Es war daher spruchgemäß zu entscheiden.
Zu II.:
Mangels einer anders lautenden gesetzlichen Regelung für das gegenständliche Wiederaufnahmeverfahren hat die Beschwerdeführerin allfällige ihr im Verwaltungsverfahren bzw. im verwaltungsgerichtlichen Verfahren erwachsenden Kosten gemäß § 17 VwGVG iVm § 74 Abs. 1 AVG nach dem Grundsatz der Selbsttragung selbst zu bestreiten (vgl. VwGH 15.1.2000, 96/08/0093). Ihr Antrag auf Kostenzuspruch war daher als unzulässig zurückzuweisen.

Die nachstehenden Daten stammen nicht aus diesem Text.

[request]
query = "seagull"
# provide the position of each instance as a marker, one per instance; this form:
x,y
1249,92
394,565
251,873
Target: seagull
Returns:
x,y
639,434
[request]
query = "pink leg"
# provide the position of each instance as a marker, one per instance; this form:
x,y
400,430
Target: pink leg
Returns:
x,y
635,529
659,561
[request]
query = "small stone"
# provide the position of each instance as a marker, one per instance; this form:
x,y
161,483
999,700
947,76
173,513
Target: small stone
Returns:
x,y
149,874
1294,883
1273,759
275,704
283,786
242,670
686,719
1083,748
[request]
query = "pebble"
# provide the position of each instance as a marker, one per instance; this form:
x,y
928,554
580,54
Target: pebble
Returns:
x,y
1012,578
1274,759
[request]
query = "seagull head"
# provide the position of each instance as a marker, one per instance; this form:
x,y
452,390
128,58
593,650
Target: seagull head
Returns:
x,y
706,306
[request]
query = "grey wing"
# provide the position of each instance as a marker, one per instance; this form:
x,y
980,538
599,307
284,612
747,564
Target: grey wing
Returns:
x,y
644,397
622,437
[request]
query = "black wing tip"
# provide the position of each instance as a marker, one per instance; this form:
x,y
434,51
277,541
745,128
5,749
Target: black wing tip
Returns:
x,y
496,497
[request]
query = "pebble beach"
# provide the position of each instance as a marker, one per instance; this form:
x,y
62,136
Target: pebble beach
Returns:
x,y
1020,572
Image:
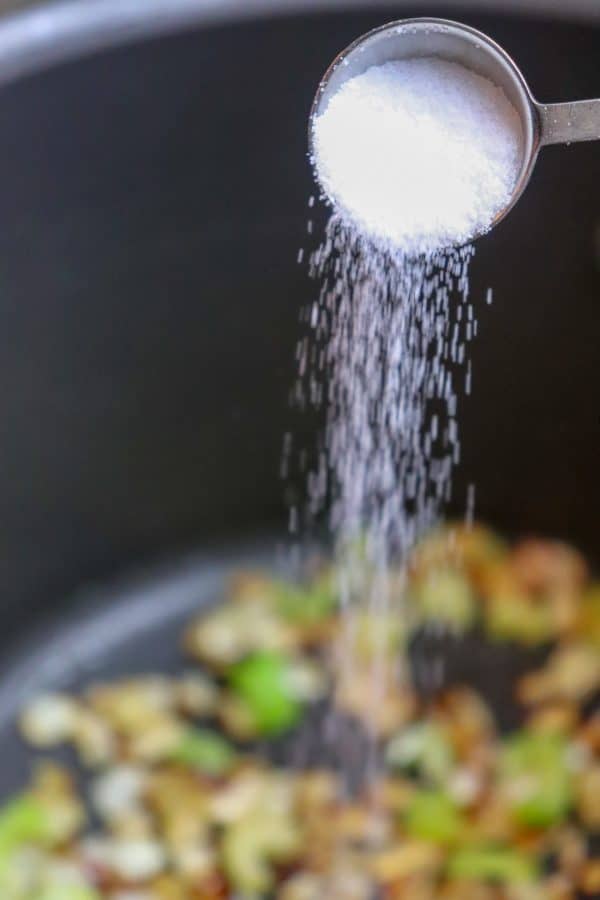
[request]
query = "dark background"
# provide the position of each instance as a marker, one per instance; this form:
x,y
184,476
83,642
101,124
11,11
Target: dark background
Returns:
x,y
153,200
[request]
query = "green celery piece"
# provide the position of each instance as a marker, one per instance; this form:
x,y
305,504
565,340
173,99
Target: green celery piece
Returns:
x,y
306,605
433,816
262,682
250,847
539,761
513,619
206,751
447,596
499,864
67,892
23,820
424,747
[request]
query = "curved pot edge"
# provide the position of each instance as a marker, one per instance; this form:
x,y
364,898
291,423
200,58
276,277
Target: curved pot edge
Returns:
x,y
37,35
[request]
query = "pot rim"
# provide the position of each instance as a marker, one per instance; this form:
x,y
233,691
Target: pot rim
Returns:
x,y
38,34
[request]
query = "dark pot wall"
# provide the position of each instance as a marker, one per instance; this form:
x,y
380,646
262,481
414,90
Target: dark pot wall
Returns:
x,y
153,202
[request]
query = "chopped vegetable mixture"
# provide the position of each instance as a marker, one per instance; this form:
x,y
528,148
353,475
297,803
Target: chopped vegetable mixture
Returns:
x,y
182,802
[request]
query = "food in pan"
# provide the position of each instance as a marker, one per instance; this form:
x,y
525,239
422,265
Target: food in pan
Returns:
x,y
179,790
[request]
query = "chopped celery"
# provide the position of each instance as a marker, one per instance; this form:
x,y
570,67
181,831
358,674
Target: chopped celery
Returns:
x,y
67,892
537,779
206,751
520,619
433,816
446,596
263,683
422,747
306,605
492,864
249,848
23,820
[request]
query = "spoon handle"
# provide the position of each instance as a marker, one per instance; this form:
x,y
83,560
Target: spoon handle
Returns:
x,y
565,123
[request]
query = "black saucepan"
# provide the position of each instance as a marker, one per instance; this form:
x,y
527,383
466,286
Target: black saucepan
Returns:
x,y
153,200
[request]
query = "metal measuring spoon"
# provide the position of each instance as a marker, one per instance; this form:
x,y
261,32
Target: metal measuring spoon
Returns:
x,y
542,124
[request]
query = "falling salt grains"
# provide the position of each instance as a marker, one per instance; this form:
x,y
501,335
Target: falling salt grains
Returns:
x,y
422,153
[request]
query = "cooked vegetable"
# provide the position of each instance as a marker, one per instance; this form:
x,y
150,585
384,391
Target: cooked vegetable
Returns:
x,y
23,820
252,846
424,748
264,684
455,812
306,605
536,778
205,751
498,864
446,596
433,816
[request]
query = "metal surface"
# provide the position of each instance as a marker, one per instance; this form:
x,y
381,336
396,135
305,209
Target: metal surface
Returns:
x,y
458,43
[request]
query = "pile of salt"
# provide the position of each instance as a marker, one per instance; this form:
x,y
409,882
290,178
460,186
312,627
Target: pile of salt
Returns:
x,y
421,153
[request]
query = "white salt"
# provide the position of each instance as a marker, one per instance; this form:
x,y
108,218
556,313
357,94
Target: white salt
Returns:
x,y
421,153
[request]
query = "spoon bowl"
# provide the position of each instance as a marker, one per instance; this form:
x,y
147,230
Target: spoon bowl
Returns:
x,y
458,43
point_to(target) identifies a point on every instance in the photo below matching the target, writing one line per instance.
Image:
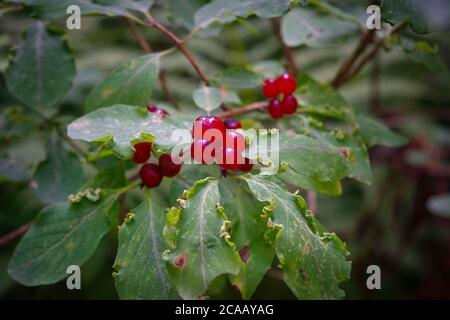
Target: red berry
(150, 175)
(142, 152)
(286, 83)
(198, 151)
(153, 109)
(246, 166)
(289, 104)
(270, 88)
(234, 140)
(161, 112)
(204, 123)
(275, 109)
(229, 159)
(167, 167)
(231, 123)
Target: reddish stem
(14, 234)
(180, 44)
(248, 108)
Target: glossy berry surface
(286, 83)
(153, 109)
(167, 167)
(150, 175)
(270, 88)
(289, 104)
(229, 159)
(275, 109)
(234, 140)
(204, 123)
(231, 123)
(198, 151)
(246, 166)
(142, 152)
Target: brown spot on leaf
(244, 253)
(345, 152)
(303, 274)
(180, 260)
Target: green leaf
(140, 269)
(240, 78)
(58, 176)
(290, 176)
(198, 234)
(313, 260)
(268, 68)
(353, 147)
(42, 69)
(131, 83)
(321, 99)
(312, 158)
(207, 98)
(422, 52)
(439, 205)
(374, 132)
(250, 232)
(182, 12)
(50, 9)
(63, 234)
(122, 124)
(310, 27)
(184, 181)
(396, 11)
(12, 170)
(226, 11)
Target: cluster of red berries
(228, 143)
(152, 174)
(285, 84)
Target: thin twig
(180, 44)
(365, 40)
(292, 66)
(139, 37)
(311, 197)
(372, 54)
(165, 87)
(64, 137)
(248, 108)
(147, 49)
(123, 207)
(276, 274)
(14, 234)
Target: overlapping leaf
(45, 56)
(396, 11)
(375, 132)
(198, 234)
(50, 9)
(122, 124)
(226, 11)
(130, 83)
(141, 270)
(66, 233)
(312, 158)
(310, 27)
(58, 176)
(254, 240)
(313, 261)
(321, 98)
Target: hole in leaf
(244, 253)
(180, 260)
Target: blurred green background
(401, 222)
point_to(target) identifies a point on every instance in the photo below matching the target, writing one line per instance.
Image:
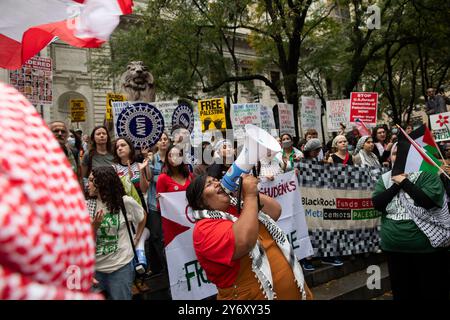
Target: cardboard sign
(440, 126)
(286, 118)
(110, 98)
(338, 111)
(212, 114)
(34, 80)
(140, 122)
(78, 110)
(242, 114)
(363, 105)
(311, 114)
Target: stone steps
(326, 273)
(347, 282)
(350, 282)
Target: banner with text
(78, 110)
(267, 120)
(286, 191)
(286, 120)
(212, 114)
(363, 106)
(110, 98)
(311, 115)
(166, 108)
(34, 80)
(338, 111)
(242, 114)
(439, 126)
(338, 208)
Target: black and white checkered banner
(338, 208)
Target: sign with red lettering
(34, 80)
(363, 105)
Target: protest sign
(242, 114)
(77, 110)
(338, 207)
(440, 126)
(212, 114)
(140, 122)
(311, 114)
(34, 80)
(110, 98)
(286, 120)
(363, 106)
(338, 111)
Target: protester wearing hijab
(341, 156)
(363, 155)
(224, 157)
(414, 232)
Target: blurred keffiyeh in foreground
(46, 240)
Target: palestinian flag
(416, 152)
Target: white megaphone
(258, 145)
(140, 251)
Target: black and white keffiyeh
(260, 262)
(434, 223)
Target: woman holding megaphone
(246, 255)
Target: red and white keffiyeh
(27, 26)
(46, 240)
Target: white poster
(286, 191)
(242, 114)
(187, 279)
(166, 108)
(338, 111)
(286, 118)
(267, 119)
(310, 114)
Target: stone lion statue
(138, 83)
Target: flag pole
(422, 151)
(439, 149)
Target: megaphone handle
(255, 174)
(239, 190)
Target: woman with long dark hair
(130, 170)
(383, 146)
(290, 156)
(341, 154)
(114, 252)
(176, 176)
(151, 175)
(99, 153)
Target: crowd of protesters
(172, 164)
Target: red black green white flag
(416, 152)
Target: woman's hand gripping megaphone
(249, 186)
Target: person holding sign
(99, 153)
(290, 156)
(341, 156)
(418, 267)
(247, 256)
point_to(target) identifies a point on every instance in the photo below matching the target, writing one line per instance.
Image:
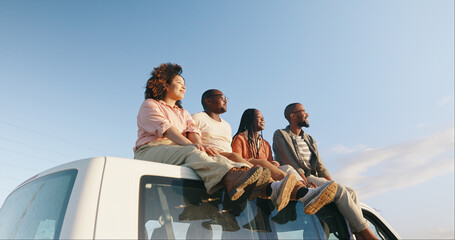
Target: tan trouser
(210, 169)
(348, 204)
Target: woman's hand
(275, 163)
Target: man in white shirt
(217, 133)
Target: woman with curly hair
(168, 134)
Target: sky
(376, 77)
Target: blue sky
(377, 78)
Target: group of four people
(243, 165)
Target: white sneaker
(281, 191)
(318, 197)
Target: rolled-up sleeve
(153, 120)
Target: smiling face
(217, 102)
(300, 116)
(259, 123)
(176, 89)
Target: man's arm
(320, 167)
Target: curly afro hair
(160, 76)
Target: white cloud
(375, 171)
(342, 149)
(445, 100)
(442, 233)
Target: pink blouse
(156, 117)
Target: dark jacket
(284, 147)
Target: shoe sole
(285, 192)
(265, 177)
(238, 191)
(324, 197)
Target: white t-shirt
(215, 134)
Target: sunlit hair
(206, 95)
(160, 76)
(289, 109)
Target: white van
(119, 198)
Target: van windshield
(36, 210)
(182, 209)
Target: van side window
(36, 210)
(181, 209)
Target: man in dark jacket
(294, 147)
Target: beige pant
(348, 204)
(210, 169)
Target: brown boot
(297, 186)
(237, 179)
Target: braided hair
(247, 124)
(160, 76)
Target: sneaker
(237, 179)
(281, 191)
(318, 197)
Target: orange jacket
(241, 146)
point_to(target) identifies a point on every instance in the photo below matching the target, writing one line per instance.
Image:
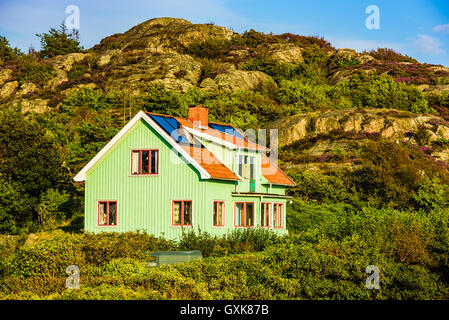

IV. Unzulässigkeit der ordentlichen Revision:
Die ordentliche Revision ist unzulässig, da keine Rechtsfrage im Sinne des Art. 133 Abs. 4 B-VG zu beurteilen war, der grundsätzliche Bedeutung zukommt. Insbesondere weicht die gegenständliche Entscheidung von der als einheitlich zu beurteilen Rechtsprechung des Verwaltungsgerichtshofes zu Wiederaufnahmeanträgen gemäß § 69 Abs. 1 Z 1 AVG nicht ab (siehe dazu die in der gegenständlichen Entscheidung zitierte höchstgerichtliche Rechtsprechung).
R e c h t s m i t t e l b e l e h r u n g
Gegen dieses Erkenntnis besteht innerhalb von sechs Wochen ab dem Tag der Zustellung die Möglichkeit der Erhebung einer Beschwerde beim Verfassungsgerichtshof und/oder einer außerordentlichen Revision beim Verwaltungsgerichtshof. Eine Beschwerde an den Verfassungsgerichtshof ist unmittelbar bei diesem einzubringen, eine Revision an den Verwaltungsgerichtshof beim Landesverwaltungsgericht Oberösterreich. Die Abfassung und die Einbringung einer Beschwerde bzw. einer Revision müssen durch einen bevollmächtigten Rechtsanwalt bzw. eine bevollmächtigte Rechtsanwältin erfolgen. Für die Beschwerde bzw. Revision ist eine Eingabegebühr von je 240.- Euro zu entrichten.
H i n w e i s
Anträge auf Bewilligung der Verfahrenshilfe zur Abfassung und Einbringung einer außerordentlichen Revision sind unmittelbar beim Verwaltungsgerichtshof einzubringen.